A Presentation by Johanna Greeson, PhD
Thursday, April 7, 2016
Each year roughly one in ten youth exiting foster care does so without a legally binding, permanent connection with a caring adult, and are at high risk for many adverse outcomes during the transition to adulthood. Research indicates that a caring adult, like a natural mentor, may serve protectively. However, child welfare programming for foster youth continues to prioritize independence over relational connectedness. This presentation will: (1) advocate for reconceptualization of services for foster youth from independent living to interdependent living, (2) present a novel natural mentoring intervention that promotes social support among foster youth, called C.A.R.E. (Caring Adults ‘R’ Everywhere), and (3) highlight policy changes that would support interdependent living for foster youth.

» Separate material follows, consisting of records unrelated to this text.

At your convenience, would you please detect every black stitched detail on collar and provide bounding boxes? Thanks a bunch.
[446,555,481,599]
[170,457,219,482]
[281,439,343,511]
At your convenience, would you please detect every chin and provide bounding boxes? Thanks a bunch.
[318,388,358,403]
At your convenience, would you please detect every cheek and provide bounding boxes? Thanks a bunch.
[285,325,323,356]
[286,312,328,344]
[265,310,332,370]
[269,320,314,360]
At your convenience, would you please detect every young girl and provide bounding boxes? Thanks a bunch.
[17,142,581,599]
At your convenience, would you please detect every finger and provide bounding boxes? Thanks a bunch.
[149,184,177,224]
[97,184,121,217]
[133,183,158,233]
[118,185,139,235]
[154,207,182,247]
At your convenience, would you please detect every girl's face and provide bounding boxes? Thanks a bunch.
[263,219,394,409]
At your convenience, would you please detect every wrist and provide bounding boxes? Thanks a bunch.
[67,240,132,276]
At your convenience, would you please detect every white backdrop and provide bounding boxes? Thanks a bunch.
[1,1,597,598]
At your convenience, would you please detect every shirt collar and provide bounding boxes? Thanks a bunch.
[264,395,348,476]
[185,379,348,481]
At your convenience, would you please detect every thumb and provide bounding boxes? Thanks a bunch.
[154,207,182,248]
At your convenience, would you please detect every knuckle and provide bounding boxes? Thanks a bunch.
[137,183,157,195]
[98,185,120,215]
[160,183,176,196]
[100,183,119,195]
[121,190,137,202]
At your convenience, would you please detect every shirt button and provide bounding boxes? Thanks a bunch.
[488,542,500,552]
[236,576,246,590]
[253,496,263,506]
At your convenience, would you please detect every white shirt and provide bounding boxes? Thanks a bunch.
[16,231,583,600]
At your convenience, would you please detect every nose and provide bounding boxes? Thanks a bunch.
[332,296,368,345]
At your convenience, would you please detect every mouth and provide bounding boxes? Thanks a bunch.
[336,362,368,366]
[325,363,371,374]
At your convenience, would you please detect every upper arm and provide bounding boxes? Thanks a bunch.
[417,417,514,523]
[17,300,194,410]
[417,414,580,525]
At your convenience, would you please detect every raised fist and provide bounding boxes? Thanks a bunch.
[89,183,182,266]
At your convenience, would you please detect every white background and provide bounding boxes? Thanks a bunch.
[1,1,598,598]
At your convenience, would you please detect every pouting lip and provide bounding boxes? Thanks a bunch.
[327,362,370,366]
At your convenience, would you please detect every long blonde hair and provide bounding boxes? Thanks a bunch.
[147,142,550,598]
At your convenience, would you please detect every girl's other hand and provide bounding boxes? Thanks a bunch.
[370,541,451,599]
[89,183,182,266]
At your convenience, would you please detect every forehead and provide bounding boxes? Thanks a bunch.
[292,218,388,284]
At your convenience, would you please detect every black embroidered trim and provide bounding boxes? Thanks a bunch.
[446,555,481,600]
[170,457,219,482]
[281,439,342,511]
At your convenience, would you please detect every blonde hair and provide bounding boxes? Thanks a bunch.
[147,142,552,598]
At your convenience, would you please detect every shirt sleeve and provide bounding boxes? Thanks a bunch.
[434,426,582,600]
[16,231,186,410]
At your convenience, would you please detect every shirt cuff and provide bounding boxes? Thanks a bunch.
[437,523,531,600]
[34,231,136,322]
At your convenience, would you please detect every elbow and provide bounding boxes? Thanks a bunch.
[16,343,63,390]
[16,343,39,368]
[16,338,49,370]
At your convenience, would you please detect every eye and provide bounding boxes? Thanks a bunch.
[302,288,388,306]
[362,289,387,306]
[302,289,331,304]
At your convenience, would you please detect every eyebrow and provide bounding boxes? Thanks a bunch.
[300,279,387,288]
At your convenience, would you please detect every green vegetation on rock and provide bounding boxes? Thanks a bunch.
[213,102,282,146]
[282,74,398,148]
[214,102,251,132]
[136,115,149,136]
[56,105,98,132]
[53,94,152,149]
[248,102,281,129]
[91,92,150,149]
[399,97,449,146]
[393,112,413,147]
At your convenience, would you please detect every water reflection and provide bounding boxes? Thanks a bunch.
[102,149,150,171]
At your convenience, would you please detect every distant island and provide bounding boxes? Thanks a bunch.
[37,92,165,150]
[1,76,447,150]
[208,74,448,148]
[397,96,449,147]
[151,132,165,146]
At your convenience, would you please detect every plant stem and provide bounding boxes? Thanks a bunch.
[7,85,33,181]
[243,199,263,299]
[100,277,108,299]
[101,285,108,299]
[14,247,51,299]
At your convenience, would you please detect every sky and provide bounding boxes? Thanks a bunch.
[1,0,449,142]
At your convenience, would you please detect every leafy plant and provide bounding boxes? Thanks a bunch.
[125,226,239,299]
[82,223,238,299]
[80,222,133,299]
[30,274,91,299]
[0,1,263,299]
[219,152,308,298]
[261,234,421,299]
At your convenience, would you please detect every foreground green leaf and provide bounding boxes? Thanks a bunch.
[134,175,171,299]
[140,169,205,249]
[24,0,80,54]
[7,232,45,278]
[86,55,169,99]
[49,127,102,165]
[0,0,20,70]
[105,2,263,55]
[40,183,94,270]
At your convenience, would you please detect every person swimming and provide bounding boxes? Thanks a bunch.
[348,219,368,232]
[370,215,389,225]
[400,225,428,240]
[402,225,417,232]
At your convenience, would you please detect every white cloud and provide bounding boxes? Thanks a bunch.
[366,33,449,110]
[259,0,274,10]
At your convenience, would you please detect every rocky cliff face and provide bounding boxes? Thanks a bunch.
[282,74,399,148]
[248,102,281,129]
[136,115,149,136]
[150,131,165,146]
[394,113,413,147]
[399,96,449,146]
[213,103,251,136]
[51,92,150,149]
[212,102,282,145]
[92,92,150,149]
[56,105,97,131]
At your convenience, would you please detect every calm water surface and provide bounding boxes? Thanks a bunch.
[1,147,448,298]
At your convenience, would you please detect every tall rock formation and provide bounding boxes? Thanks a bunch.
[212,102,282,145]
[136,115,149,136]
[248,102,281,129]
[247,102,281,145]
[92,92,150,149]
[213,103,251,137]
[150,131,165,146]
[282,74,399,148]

Dr. Greeson is passionate about reforming the child welfare system, using research to build better futures for youth who age out of foster care, and realizing the power of connections to caring adults for all vulnerable youth. Her research agenda is resiliency focused and based in the strengths and virtues that enable foster youth to not only survive, but thrive. Following receiving her PhD in social work from University of North Carolina-Chapel Hill in 2009 and completing a two-year post-doctoral fellowship at the UCLA-Duke University National Center for Child Traumatic Stress, Dr. Greeson joined the standing faculty at the University of Pennsylvania’s School of Social Policy & Practice as an Assistant Professor in 2012.